I've read all the hype on just about every prepping forum I've visited about how good All American Canners are. I couldn't wait to get one, yeah they are expensive but top of the line is worth it, right? Wrong!

When I can get it to seal properly I love it, the problem is I cannot get it to seal properly every time. Years ago I was given an old, old canner, 40 years old. New ring new gauge and it works every time.

Sometimes I've spent more time trying to tighten the lid up evenly than it took to can the food.

Right now I've got a canner full of food that I am going to have to freeze because the third attempt to get the lid right failed. 
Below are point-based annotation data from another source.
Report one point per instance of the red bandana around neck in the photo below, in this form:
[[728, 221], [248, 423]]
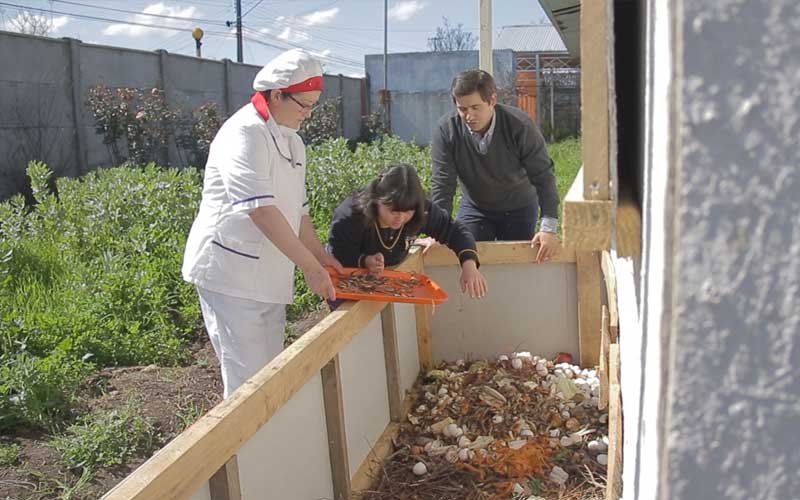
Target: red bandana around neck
[[259, 99]]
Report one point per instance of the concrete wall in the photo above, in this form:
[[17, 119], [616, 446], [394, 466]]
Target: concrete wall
[[725, 322], [44, 81], [420, 86]]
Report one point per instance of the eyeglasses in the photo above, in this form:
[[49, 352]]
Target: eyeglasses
[[305, 107]]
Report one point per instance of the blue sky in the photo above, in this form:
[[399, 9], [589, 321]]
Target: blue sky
[[340, 31]]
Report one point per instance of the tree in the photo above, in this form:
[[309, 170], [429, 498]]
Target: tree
[[449, 38], [31, 23]]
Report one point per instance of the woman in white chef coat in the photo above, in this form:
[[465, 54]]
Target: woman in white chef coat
[[253, 226]]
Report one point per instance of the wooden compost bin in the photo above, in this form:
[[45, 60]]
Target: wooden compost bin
[[313, 423]]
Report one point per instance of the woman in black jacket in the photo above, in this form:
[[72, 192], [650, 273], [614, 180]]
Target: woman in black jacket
[[375, 227]]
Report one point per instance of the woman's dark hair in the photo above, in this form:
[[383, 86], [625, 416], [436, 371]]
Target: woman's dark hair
[[474, 80], [398, 187]]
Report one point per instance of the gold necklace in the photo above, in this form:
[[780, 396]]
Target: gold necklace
[[380, 238]]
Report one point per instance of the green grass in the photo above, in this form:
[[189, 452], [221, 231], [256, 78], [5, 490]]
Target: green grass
[[9, 454], [106, 438], [567, 158], [90, 276]]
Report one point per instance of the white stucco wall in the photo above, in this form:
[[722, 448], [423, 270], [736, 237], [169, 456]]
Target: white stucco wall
[[731, 305]]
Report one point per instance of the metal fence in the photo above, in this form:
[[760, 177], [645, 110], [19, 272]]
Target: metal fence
[[549, 89]]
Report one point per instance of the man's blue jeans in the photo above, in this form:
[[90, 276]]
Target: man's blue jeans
[[490, 225]]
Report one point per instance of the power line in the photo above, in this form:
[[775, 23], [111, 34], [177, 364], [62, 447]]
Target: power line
[[124, 11], [92, 18], [253, 7]]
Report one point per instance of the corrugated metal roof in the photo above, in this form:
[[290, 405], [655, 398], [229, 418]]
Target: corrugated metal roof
[[529, 38]]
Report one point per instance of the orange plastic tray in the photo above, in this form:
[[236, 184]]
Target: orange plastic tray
[[428, 292]]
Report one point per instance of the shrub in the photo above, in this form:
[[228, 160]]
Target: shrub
[[324, 122], [99, 266], [197, 132], [38, 391], [138, 125], [106, 438], [9, 454]]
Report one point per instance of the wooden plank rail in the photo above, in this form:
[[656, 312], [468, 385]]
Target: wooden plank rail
[[496, 252]]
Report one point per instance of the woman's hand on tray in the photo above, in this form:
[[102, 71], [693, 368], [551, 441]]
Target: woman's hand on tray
[[472, 281]]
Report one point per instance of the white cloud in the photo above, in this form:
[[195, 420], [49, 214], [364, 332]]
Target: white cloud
[[323, 54], [293, 36], [321, 16], [160, 9], [60, 22], [405, 10]]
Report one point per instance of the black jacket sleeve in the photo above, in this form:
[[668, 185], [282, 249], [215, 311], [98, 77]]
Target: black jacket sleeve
[[444, 178], [448, 231], [346, 234]]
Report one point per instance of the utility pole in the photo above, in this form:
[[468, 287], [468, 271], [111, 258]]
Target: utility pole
[[486, 36], [239, 56], [385, 96], [197, 34]]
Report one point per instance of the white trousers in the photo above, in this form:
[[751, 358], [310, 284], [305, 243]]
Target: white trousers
[[246, 334]]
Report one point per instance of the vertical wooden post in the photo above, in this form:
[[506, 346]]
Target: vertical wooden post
[[81, 155], [392, 360], [614, 473], [224, 484], [228, 91], [610, 277], [589, 318], [337, 437], [603, 372]]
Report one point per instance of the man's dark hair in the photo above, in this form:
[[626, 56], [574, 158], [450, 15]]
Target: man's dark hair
[[474, 80]]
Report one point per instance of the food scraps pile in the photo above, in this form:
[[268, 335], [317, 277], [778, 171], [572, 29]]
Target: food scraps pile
[[522, 427]]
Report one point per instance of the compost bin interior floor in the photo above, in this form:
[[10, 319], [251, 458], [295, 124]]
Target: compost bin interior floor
[[519, 427]]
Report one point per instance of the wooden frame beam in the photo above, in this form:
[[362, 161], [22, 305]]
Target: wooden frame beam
[[589, 312], [586, 224], [496, 252]]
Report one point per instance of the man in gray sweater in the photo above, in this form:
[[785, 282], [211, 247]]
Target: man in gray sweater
[[499, 157]]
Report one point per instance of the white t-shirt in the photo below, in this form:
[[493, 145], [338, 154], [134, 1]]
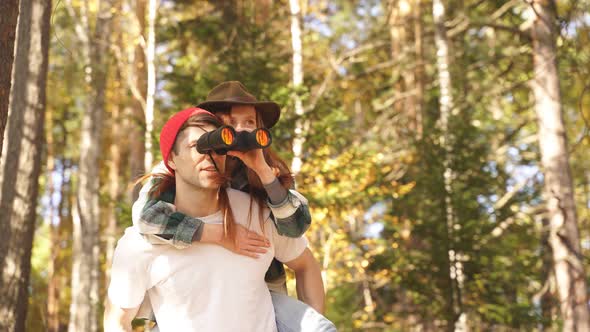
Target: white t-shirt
[[204, 287]]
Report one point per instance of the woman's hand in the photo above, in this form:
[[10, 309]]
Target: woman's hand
[[254, 160], [247, 243]]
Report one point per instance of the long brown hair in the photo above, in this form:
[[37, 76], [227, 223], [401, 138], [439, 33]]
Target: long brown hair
[[279, 167], [165, 181]]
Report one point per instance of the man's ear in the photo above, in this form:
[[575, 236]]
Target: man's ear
[[171, 163]]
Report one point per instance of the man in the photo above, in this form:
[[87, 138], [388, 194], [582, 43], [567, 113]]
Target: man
[[224, 291]]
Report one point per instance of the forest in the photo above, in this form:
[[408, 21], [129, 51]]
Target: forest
[[440, 144]]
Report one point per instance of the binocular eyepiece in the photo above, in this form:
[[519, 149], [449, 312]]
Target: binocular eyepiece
[[225, 138]]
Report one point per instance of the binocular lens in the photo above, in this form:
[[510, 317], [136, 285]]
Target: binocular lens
[[227, 135], [263, 137], [219, 140], [225, 139]]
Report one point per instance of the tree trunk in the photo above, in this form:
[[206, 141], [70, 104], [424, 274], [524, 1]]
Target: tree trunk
[[299, 139], [151, 83], [136, 113], [21, 162], [564, 235], [457, 319], [419, 79], [9, 10], [85, 267], [114, 189]]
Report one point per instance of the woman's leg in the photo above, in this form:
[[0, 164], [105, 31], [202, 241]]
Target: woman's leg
[[295, 316]]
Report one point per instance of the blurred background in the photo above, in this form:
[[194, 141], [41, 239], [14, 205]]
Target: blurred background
[[440, 143]]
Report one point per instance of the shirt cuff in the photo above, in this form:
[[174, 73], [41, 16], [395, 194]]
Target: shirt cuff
[[276, 192]]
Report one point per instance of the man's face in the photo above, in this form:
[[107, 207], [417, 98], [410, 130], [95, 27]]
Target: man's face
[[192, 167], [242, 118]]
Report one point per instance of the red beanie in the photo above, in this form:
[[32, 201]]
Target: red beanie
[[171, 129]]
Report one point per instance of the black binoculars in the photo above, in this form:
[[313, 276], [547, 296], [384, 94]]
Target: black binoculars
[[225, 138]]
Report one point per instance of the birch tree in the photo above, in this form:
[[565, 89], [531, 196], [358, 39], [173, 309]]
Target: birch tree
[[564, 237], [9, 10], [21, 161], [297, 80], [456, 313], [85, 268]]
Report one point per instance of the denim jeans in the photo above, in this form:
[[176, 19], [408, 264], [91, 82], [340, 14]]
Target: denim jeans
[[295, 316]]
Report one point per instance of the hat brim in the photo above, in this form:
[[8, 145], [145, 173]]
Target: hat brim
[[268, 110]]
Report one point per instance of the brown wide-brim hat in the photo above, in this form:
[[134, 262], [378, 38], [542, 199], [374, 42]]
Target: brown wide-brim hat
[[227, 94]]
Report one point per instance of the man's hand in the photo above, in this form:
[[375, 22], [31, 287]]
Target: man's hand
[[247, 243]]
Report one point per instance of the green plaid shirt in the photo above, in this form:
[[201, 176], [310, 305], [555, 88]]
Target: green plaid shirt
[[159, 222]]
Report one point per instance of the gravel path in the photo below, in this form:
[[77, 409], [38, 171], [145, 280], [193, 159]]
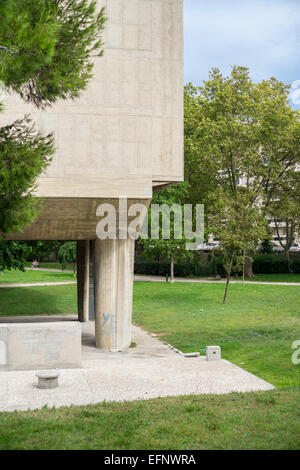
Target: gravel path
[[149, 370]]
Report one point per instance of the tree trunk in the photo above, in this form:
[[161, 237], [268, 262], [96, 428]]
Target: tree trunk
[[248, 267], [228, 278], [172, 270]]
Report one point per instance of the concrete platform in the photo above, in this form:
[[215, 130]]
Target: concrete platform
[[149, 370]]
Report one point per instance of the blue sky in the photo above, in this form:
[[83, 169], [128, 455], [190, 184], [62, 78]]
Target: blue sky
[[263, 35]]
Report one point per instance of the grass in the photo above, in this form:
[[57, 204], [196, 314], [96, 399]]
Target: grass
[[47, 265], [265, 420], [255, 329], [38, 300], [28, 276], [275, 278]]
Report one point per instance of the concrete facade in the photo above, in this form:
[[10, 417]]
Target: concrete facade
[[121, 138], [40, 345]]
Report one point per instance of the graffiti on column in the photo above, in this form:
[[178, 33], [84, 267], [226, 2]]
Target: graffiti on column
[[109, 323]]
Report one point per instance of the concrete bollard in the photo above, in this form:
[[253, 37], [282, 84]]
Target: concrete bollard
[[47, 379], [213, 353]]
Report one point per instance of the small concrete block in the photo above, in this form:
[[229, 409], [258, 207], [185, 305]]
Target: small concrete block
[[47, 379], [213, 353], [195, 354]]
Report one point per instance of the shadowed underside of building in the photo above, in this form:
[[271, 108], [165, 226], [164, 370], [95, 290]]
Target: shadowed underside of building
[[120, 139]]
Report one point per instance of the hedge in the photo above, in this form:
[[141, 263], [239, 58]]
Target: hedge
[[262, 264], [270, 264]]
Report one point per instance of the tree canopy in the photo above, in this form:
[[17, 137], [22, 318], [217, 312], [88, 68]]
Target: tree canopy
[[46, 54]]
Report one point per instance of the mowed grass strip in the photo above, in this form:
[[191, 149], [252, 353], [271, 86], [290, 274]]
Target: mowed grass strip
[[265, 420], [30, 276], [255, 329], [48, 300]]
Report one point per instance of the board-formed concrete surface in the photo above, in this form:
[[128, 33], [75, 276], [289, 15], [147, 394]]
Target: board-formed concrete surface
[[149, 370], [38, 345]]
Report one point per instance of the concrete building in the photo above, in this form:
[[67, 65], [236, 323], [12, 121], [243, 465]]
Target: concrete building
[[120, 139]]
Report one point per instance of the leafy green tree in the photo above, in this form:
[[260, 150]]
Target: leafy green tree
[[13, 255], [67, 255], [243, 141], [172, 249], [284, 212]]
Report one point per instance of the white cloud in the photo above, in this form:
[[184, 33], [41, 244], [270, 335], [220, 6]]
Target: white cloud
[[263, 35]]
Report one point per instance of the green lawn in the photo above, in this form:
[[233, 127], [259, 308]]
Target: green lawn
[[28, 276], [38, 300], [268, 420], [255, 330]]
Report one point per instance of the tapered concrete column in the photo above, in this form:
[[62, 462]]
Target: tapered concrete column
[[113, 288], [83, 264]]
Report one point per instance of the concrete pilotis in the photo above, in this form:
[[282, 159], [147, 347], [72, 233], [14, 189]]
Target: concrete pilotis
[[113, 289], [83, 260]]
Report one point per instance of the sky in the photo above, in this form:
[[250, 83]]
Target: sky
[[263, 35]]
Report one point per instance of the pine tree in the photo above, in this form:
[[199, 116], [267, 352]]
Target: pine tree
[[46, 51]]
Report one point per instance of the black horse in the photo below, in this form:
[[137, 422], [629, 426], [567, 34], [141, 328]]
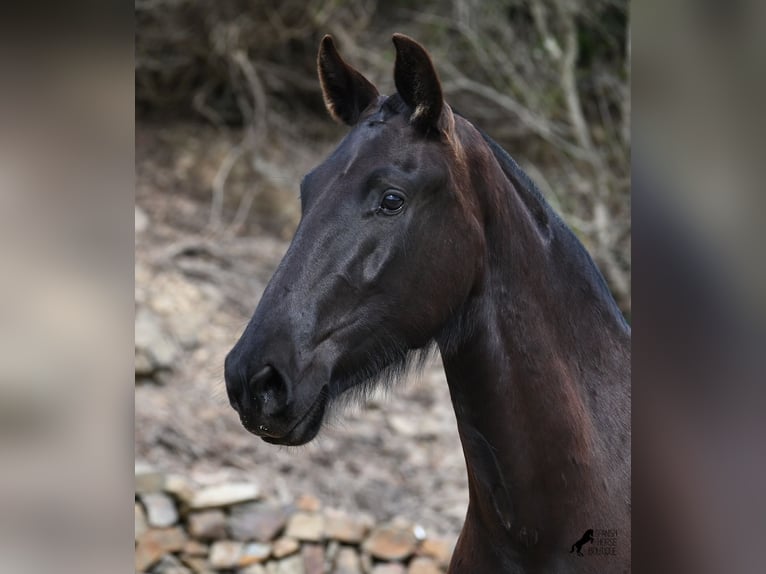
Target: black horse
[[584, 539], [419, 230]]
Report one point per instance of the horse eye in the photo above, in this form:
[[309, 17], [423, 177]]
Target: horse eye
[[392, 203]]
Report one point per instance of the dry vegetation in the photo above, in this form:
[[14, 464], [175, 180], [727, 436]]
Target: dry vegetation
[[549, 79]]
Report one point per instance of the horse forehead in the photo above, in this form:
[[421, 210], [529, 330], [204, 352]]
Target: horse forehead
[[369, 147]]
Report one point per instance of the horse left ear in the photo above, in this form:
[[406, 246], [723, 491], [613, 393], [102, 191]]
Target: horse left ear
[[417, 82], [346, 92]]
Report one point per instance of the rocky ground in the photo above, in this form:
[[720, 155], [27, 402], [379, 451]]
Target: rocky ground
[[395, 457], [181, 528]]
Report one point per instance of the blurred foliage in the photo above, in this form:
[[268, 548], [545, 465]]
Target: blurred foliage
[[549, 79]]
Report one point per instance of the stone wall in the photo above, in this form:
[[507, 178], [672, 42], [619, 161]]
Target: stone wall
[[183, 528]]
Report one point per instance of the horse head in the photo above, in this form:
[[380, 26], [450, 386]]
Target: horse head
[[388, 248]]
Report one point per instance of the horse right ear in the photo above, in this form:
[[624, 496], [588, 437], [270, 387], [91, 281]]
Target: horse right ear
[[346, 92]]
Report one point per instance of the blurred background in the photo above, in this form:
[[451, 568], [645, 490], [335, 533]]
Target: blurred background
[[229, 117]]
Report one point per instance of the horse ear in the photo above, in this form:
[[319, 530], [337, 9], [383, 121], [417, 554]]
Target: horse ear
[[346, 92], [417, 82]]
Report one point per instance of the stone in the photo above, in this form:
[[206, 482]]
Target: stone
[[254, 553], [306, 526], [179, 487], [284, 547], [331, 550], [152, 341], [194, 548], [344, 527], [390, 542], [155, 543], [147, 479], [255, 521], [224, 495], [347, 561], [225, 554], [207, 525], [423, 565], [308, 503], [160, 509], [140, 521], [169, 564], [290, 565], [438, 549], [313, 559], [198, 565]]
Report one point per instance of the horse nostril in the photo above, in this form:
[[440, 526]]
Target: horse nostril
[[270, 390]]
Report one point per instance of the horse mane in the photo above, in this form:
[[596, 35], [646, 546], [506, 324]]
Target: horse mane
[[546, 216]]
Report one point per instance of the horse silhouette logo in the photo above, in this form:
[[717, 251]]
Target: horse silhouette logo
[[587, 537]]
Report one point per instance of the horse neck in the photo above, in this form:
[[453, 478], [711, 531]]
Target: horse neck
[[533, 360]]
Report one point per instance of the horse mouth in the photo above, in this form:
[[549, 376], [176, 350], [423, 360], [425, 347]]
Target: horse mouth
[[307, 427]]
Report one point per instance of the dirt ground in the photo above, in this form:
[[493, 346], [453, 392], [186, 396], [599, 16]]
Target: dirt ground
[[397, 454]]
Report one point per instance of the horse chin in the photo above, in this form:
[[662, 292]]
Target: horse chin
[[307, 427]]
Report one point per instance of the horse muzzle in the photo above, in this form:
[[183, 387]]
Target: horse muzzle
[[269, 407]]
I am waiting for a reply from the company now but if any of you know a solution to make this thing work right please tell me.
Thank you


----------



## FrankW (Mar 10, 2012)

It is things like this that are valuable feedback for this community. Thank you for posting.


----------



## zimmy (Aug 17, 2012)

I don't understand why you would be having a problem, my canner works first time every time. Check the beveled edge on both the canner and lid for nicks, oil the sealing surface on both the canner and lid, line up the arrow on the lid and line on the canner and turn clockwise. You have a very high quality canner there if it doesn't seal there must me a manufacturing quality control problem. I hope you figure out your problem and change your mind about the All American.


----------



## Gophfer (Feb 14, 2017)

I have 2 of them. No problems. Occasionally I need to Vaseline the area where the lid meets the body, but that is in the instructions.


----------



## Idaholady (Apr 24, 2010)

I used a little Vaseline on my new one. I now have a Presto and use that one all the time without any lid problems. My All American is a small one....so it sets on the shelf.


----------



## Quills (Jun 14, 2011)

I love my All American canner — I have an old Presto that was my grandmother’s, then my mother’s, and now mine, but the whole rubber seal thing bothers me. The All American is simple and straightforward to use, and this year alone, I’ve processed around 500 jars of food through it. I’ve been canning for over thirty years, and this canner is the best I’ve ever used. I would suggest that if you are having problems getting it to seal, then you have a dud.


----------